Le célèbre pianiste Abdullah Ibrahim donnera un concert exceptionnel à la Seine Musicale le 7 mars prochain. À 91 ans, le compositeur sud-africain demeure le musicien libre qu’il a toujours été.
Né au Cap en 1934 sous le régime de l’apartheid, Adolph Johannes Brand, de son vrai nom, se fera d’abord connaître sous le pseudonyme de Dollar Brand au début de sa carrière. Il deviendra Abdullah Ibrahim en 1968, date de sa conversion à l’Islam. Sa musique reflète les multiples influences culturelles de son pays : musique traditionnelle africaine, hymnes chrétiens, airs gospel et spirituals, ainsi que jazz et musique classique américaine. Ce syncrétisme musical et culturel donnera naissance au vocabulaire si mélodieux, spirituel et élégant d’Abdullah Ibrahim.
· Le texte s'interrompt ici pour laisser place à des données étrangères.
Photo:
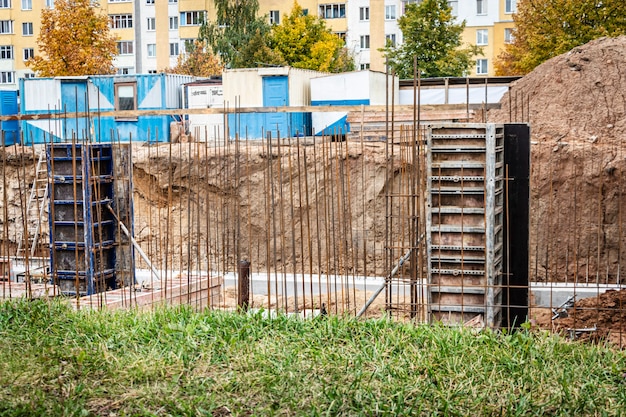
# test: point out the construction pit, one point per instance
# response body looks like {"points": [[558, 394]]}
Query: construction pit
{"points": [[327, 224]]}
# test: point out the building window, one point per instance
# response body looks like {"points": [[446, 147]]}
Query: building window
{"points": [[27, 28], [481, 67], [187, 44], [28, 53], [365, 41], [173, 22], [6, 77], [390, 12], [510, 6], [481, 7], [482, 37], [151, 50], [274, 17], [390, 39], [6, 26], [332, 11], [121, 21], [508, 35], [191, 18], [6, 52], [174, 49], [125, 48], [364, 13], [454, 5], [125, 96]]}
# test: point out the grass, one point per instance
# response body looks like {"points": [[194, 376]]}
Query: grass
{"points": [[54, 361]]}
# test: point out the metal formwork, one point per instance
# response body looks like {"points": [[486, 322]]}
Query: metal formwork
{"points": [[465, 195], [83, 230]]}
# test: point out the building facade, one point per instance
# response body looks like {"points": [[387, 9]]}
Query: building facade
{"points": [[153, 33]]}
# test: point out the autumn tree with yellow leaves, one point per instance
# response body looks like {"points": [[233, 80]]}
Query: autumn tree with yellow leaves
{"points": [[74, 40], [304, 41]]}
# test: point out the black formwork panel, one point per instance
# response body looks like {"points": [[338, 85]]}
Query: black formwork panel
{"points": [[83, 231]]}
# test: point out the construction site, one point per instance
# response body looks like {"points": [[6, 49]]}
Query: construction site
{"points": [[488, 215]]}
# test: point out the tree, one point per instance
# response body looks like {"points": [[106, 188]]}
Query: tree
{"points": [[304, 41], [197, 61], [235, 26], [258, 53], [75, 40], [431, 35], [547, 28]]}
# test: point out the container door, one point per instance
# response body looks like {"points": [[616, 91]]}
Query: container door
{"points": [[8, 107], [276, 93], [74, 100]]}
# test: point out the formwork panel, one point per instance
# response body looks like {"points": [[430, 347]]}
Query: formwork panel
{"points": [[83, 238], [464, 224]]}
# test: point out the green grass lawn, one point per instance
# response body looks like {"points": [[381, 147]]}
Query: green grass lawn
{"points": [[54, 361]]}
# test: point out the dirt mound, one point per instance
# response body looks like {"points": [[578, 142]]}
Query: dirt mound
{"points": [[576, 106], [605, 313]]}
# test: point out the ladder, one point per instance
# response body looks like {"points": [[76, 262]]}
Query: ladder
{"points": [[35, 209]]}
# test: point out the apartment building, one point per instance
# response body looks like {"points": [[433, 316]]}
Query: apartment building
{"points": [[152, 33]]}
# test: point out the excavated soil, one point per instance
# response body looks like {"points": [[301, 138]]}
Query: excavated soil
{"points": [[575, 104]]}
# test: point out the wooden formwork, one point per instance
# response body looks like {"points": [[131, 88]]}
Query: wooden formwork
{"points": [[465, 197]]}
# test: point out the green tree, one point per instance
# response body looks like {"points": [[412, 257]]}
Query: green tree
{"points": [[197, 61], [258, 53], [547, 28], [74, 40], [431, 34], [235, 26], [304, 41]]}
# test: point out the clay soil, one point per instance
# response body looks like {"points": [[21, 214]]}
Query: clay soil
{"points": [[575, 104]]}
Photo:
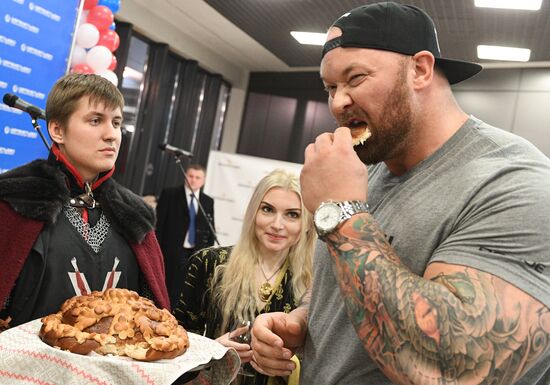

Au début des années 1960, Dollar Brand forme un groupe « The Jazz Epistles » entouré notamment d’Hugh Masekela. Ils enregistrent le premier album de jazz de musiciens noirs sud-africains. Face à la violence de l’apartheid, le jazz sonne alors comme un acte de résistance, d’audace et devient un symbole de liberté. Mais la brutalité du régime, la persécution à l’encontre des musiciens, le massacre de Sharpeville en 1960 puis l’emprisonnement de Nelson Mandela, décideront Dollar Brand et sa partenaire, la chanteuse Sathima Bea Benjamin, de quitter le pays.
L’exil en Europe et aux Etats-Unis
En 1963, le destin musical de Dollar Brand prend forme. Remarqué par Duke Ellington dans un club de jazz à Zurich, ils enregistrent ensemble à Paris l’album « Duke Ellington Presents the Dollar Brand Trio« . En 1965, le couple déménage à New York. Le pianiste élargit ses influences musicales en jouant avec Ornette Coleman, John Coltrane, Don Cherry, Pharoah Sanders, Billy Higgins, Thelonious Monk… Abdullah Ibrahim joue également au Newport Jazz Festival au sein du Ellington Orchestra. En 1967, il reçoit une bourse de la Fondation Rockefeller pour étudier en privé avec le professeur Hall Overton de la Julliard Music School.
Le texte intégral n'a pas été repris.